8. The topical formulation of claim 5 wherein the second excipient is limonene and the at least one excipient further comprises a third excipient, wherein

(v) the third excipient is selected from the group consisting of isopropyl palmitate, caprylic/capric triglyceride, oleyl oleate, sodium lauryl sulfate, polyglyceryl-3 oleate, diethyl sebacate, myristyl alcohol, cholesterol, sodium docusate, cholesterol and combinations thereof.

9. The topical formulation of claim 8, wherein the third excipient is cholesterol.

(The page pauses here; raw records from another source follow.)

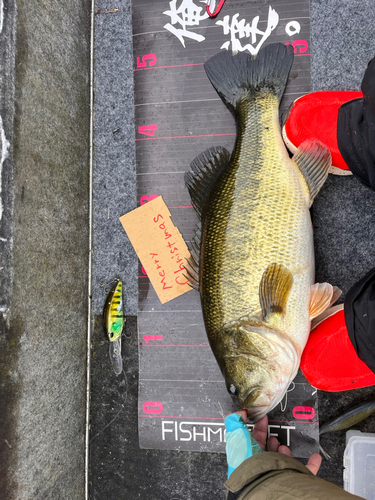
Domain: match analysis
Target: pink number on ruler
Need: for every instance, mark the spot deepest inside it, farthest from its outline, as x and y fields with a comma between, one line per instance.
x=147, y=58
x=302, y=45
x=148, y=129
x=145, y=198
x=303, y=412
x=152, y=337
x=152, y=407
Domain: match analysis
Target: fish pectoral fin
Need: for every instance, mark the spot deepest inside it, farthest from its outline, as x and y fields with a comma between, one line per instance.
x=274, y=290
x=314, y=160
x=206, y=168
x=326, y=314
x=336, y=295
x=320, y=298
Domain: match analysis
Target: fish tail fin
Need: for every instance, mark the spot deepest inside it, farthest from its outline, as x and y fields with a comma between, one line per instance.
x=236, y=77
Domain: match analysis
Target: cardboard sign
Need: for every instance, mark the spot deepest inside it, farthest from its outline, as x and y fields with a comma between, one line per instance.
x=160, y=247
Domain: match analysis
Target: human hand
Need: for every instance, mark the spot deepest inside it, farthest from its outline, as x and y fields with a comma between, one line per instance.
x=260, y=433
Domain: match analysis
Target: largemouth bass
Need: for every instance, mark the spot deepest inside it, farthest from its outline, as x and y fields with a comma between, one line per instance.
x=253, y=256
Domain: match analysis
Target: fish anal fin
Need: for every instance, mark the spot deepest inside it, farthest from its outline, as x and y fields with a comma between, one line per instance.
x=274, y=289
x=320, y=298
x=205, y=169
x=314, y=160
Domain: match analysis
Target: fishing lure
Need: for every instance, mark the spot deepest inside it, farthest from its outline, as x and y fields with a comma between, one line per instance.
x=113, y=316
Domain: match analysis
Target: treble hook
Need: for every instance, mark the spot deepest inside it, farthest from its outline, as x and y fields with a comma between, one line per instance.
x=217, y=10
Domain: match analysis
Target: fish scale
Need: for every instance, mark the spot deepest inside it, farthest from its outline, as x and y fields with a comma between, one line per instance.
x=256, y=262
x=258, y=214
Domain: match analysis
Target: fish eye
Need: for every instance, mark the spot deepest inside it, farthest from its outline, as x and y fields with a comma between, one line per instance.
x=233, y=390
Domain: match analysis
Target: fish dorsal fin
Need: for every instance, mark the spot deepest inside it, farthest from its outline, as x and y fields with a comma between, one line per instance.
x=192, y=263
x=274, y=290
x=206, y=168
x=314, y=160
x=320, y=298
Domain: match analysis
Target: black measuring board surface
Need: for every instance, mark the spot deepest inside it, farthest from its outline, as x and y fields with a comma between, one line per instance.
x=178, y=115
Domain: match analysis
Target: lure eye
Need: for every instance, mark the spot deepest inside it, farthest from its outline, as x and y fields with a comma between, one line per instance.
x=233, y=390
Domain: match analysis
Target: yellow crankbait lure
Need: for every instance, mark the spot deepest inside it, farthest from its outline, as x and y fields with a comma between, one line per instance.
x=113, y=316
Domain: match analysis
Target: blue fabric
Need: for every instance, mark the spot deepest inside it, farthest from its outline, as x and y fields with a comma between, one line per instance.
x=240, y=442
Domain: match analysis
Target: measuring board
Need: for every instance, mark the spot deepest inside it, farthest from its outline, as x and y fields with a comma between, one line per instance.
x=178, y=115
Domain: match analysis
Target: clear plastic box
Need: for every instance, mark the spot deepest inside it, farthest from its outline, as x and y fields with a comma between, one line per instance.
x=359, y=464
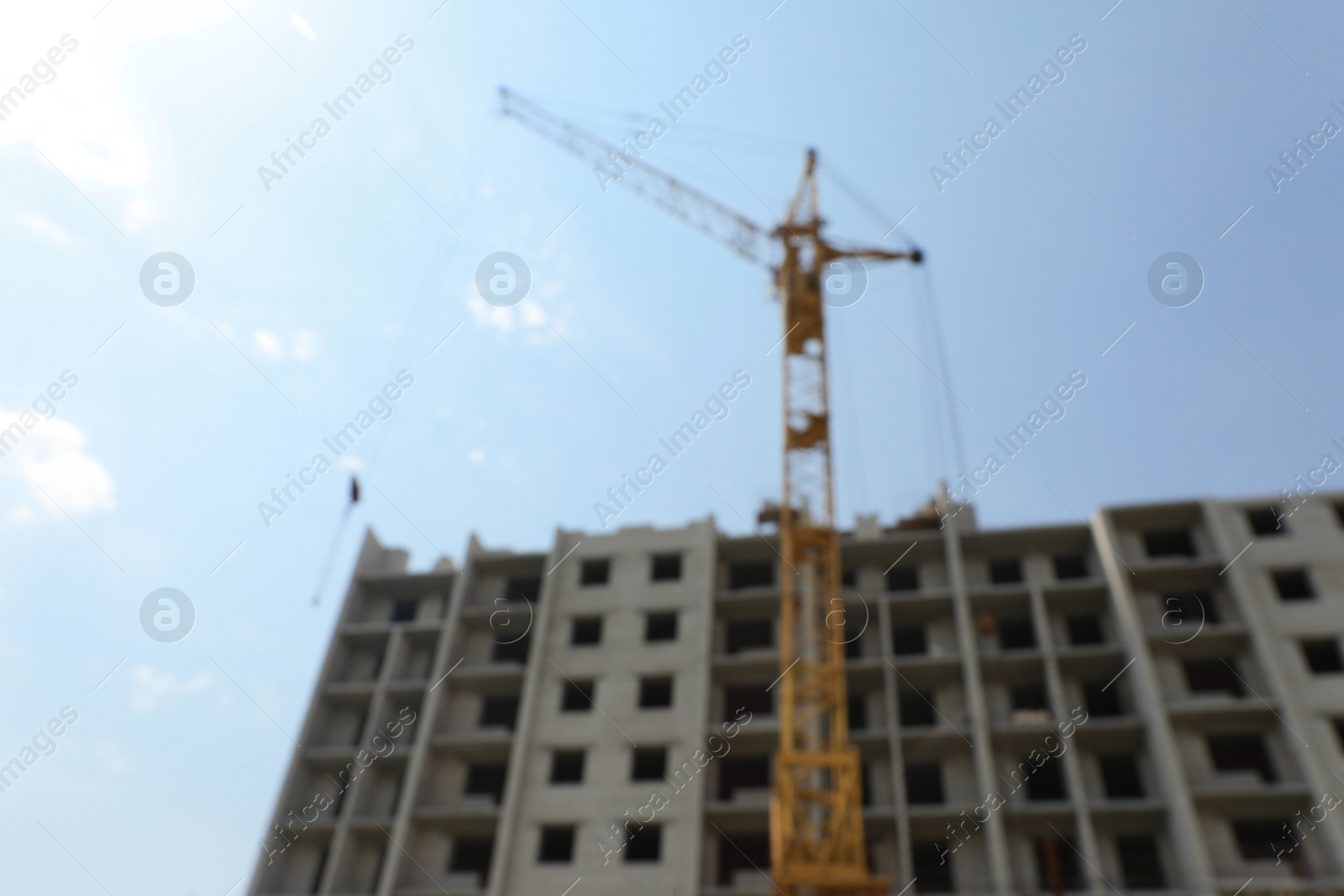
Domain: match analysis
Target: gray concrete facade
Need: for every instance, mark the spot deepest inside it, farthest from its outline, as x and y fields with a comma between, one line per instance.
x=1151, y=700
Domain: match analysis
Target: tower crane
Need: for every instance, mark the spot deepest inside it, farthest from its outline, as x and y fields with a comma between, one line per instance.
x=816, y=808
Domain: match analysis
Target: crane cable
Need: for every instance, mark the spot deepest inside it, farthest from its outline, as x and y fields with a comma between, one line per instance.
x=414, y=312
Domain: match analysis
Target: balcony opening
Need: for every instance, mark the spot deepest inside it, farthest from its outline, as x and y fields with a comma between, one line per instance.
x=1085, y=631
x=1263, y=840
x=1140, y=864
x=917, y=707
x=524, y=587
x=1241, y=752
x=743, y=773
x=1028, y=696
x=655, y=692
x=557, y=844
x=1057, y=866
x=909, y=641
x=743, y=853
x=754, y=699
x=472, y=856
x=499, y=712
x=1070, y=566
x=749, y=634
x=1265, y=521
x=858, y=711
x=511, y=651
x=1169, y=543
x=1046, y=782
x=645, y=844
x=750, y=574
x=1120, y=775
x=577, y=696
x=1187, y=610
x=1323, y=656
x=1214, y=676
x=1016, y=634
x=665, y=567
x=487, y=779
x=1005, y=571
x=1294, y=584
x=904, y=579
x=660, y=626
x=649, y=763
x=585, y=631
x=595, y=573
x=932, y=868
x=924, y=783
x=1102, y=700
x=568, y=768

10. The topical formulation of claim 9, wherein the ethanol is present in an amount about 30- 60 wt/wt%, the propylene glycol is present in an amount about 5-20 wt/wt%, the isopropyl myristate is present in an amount about 10-30 wt/wt%, the limonene is present in an amount about 0-10 wt/wt% and the cholesterol is present in an amount about 0-10 wt/wt%.

11. The topical formulation of claim 9, wherein the at least one excipient further comprises a fourth excipient, wherein

(vi) the fourth excipient is selected from the group consisting of sodium docusate, sodium lauryl sulfate, diethyl sebacate, polyglyceryl-3 oleate and combinations thereof.

12. A topical formulation comprising:

(i) efinaconazole,

(ii) ethanol and

(iii) at least one excipient selected from the group consisting of propylene glycol, glyceryl monooleate, dimethyl isosorbide, isopropyl myristate, caprylic/capric triglyceride, diethylene glycol monoethyl ether, isostearyl alcohol and combinations thereof.

13. The topical formulation of claim 12, comprising at least two of the excipients, including dimethyl isosorbide.

14. The topical formulation of claim 12, wherein the at least one excipient includes isopropyl myristate, caprylic/capric triglyceride and diethylene glycol monoethyl ether.

15. The topical formulation of claim 14, wherein the isopropyl myristate is present in an amount of about 5-10 wt/wt%, the caprylic/capric triglyceride is present in an amount of about 5-20 wt/wt% and the diethylene glycol monoethyl ether is present in an amount of about 5-20 wt/wt%.

16. A method for treating a subject suffering from onychomycosis, said method comprising the topical administration to said subject of a therapeutically effective amount of the topical formulation of claim 2.

17. The method of claim 16, wherein the topical administration is to a nail of the subject suffering from onychomycosis.

18. A method for treating a subject suffering from onychomycosis, said method comprising the topical administration to said subject of a therapeutically effective amount of the topical formulation of claim 12.

19. The method of claim 18, wherein the topical administration is to a nail of the subject suffering from onychomycosis.